Un ángel y un profeta, dos hombres excepcionales que cambiaron la Iglesia y el mundo
Dos personalidades distintas, dos hombres excepcionales que cambiaron la Iglesia y el mundo, dos faros cuya luz, ahora que son elevados a los altares, rompe las barreras del tiempo y del espacio, dos nuevos papas santos del siglo XX.
Tanto en la historia humana como en la de la Iglesia, la providencia divina de vez en cuando manda a este mundo ángeles y profetas.
Los primeros parecen bendecidos por una bondad natural absolutamente sorprendente, y aunque no lleven alas, son verdaderos mensajeros de Dios que le devuelven al mundo la fe en el hombre, y lo hacen renacer. Los segundos son valientes personalidades hechas a base de golpes, y en ellos parece que el mensaje que Dios nos manda es que en medio del sufrimiento y de la dificultad el hombre puede volver su mirada a Dios hasta el punto de cambiar el mundo.
Dos caminos convergentes hacia un mismo fin: devolver al mundo la esperanza. Así fueron María y Pedro, o Juan Evangelista y Juan Bautista, o Francisco de Asís e Ignacio de Loyola. O Juan XXIII y Juan Pablo II. Un ángel el primero, un profeta el segundo, dos caricias de Dios para el siglo XX.
San Juan XIII, el párroco del mundo
Decía el escritor Jesús Iribarren que si Pío XII era un hombre moderno, Juan XIII fue un hombre: “A Pío XII le miraban los cultos con los ojos abiertos; a Juan XXIII le escuchaban los sencillos con los ojos húmedos”.
Apenas tres meses después de su elección, en 1959, anunció la convocatoria de un Concilio ecuménico pastoral y la reforma del Derecho Canónico. Caven destacar tres de sus ocho encíclicas: Mater et magistra, sobre los problemas sociales, Paenitentiam agere, sobre la preparación al Concilio, y Pacem in Terris, sobre la paz.

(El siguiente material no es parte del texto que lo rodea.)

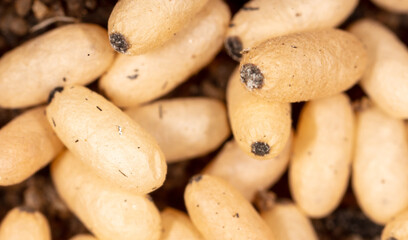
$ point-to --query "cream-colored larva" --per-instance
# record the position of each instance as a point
(220, 212)
(246, 174)
(380, 165)
(137, 26)
(184, 128)
(22, 223)
(304, 66)
(107, 211)
(133, 80)
(386, 77)
(261, 128)
(27, 144)
(397, 6)
(177, 226)
(259, 20)
(106, 139)
(83, 237)
(72, 54)
(319, 170)
(288, 222)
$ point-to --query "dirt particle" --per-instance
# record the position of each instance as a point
(251, 76)
(122, 173)
(18, 26)
(260, 148)
(52, 93)
(118, 42)
(22, 7)
(233, 45)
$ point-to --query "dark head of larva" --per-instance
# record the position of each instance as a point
(53, 92)
(26, 209)
(195, 178)
(260, 148)
(233, 45)
(251, 76)
(118, 42)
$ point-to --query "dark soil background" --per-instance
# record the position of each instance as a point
(21, 20)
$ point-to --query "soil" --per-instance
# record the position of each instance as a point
(21, 20)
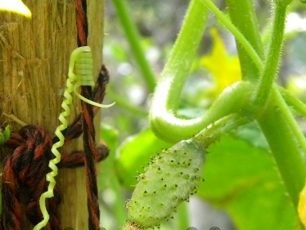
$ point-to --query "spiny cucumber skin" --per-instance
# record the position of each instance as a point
(170, 178)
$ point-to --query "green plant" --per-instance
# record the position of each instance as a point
(256, 98)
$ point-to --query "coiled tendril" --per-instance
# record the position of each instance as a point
(80, 73)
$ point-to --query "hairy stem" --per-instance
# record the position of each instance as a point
(246, 22)
(286, 150)
(274, 53)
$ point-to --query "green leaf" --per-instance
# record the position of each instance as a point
(135, 153)
(243, 180)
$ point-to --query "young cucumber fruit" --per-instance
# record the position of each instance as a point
(170, 178)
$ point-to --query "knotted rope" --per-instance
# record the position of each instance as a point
(25, 169)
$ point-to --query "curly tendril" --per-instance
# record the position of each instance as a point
(80, 74)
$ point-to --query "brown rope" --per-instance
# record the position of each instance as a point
(88, 127)
(25, 169)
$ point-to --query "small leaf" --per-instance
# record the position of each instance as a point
(244, 181)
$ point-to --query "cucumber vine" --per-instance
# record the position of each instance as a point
(257, 97)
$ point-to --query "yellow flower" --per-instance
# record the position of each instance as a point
(225, 69)
(15, 6)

Juan XXIII pasó a la historia, ya en vida, como el “Papa bueno”. Más allá de habernos liberado de una posible III Guerra Mundial convirtiéndose en el verdadero freno de la crisis de los misiles, o de habernos regalado la doctrina más sublime sobre la paz entre los hombres y los pueblos, Juan XXIII fue un “niño evangélico” que no hizo caso de los consejos llenos de prudentes cálculos humanos de tantos, y convocó el Concilio Vaticano II porque en la Iglesia hacía falta, como él mismo confesó, “abrir las ventanas para que entrará aire fresco”.
Hizo falta alguien como él que veía en los ojos de cualquier ser humano a Dios antes que en las enseñanzas y las celebraciones de la Iglesia, para que la Iglesia, tras él, diera el gran salto de reconocer que, precisamente en Cristo y por Cristo, el hombre es su norte, a quien servir hasta desvanecerse.
San Juan Pablo II, el magno
Karol Wojtyla aprendió desde niño a abrazar el dolor. A los 9 años murió su madre al dar a luz a una niña que murió antes de nacer. Años más tarde fallecieron su hermano y su padre. Descubrió en un primer momento su vocación como literato y dramaturgo, pero pronto entendió que Dios lo llamaba al sacerdocio.
Poco antes de decidir su ingreso al seminario trabajó arduamente como obrero en una cantera. Él mismo decía que esta experiencia le ayudó a conocer de cerca el cansancio físico, así como la sencillez, sensatez y fervor de los trabajadores. Durante los años de guerra tuvo que vivir oculto, junto con otros seminaristas. Con 26 años fue ordenado sacerdote.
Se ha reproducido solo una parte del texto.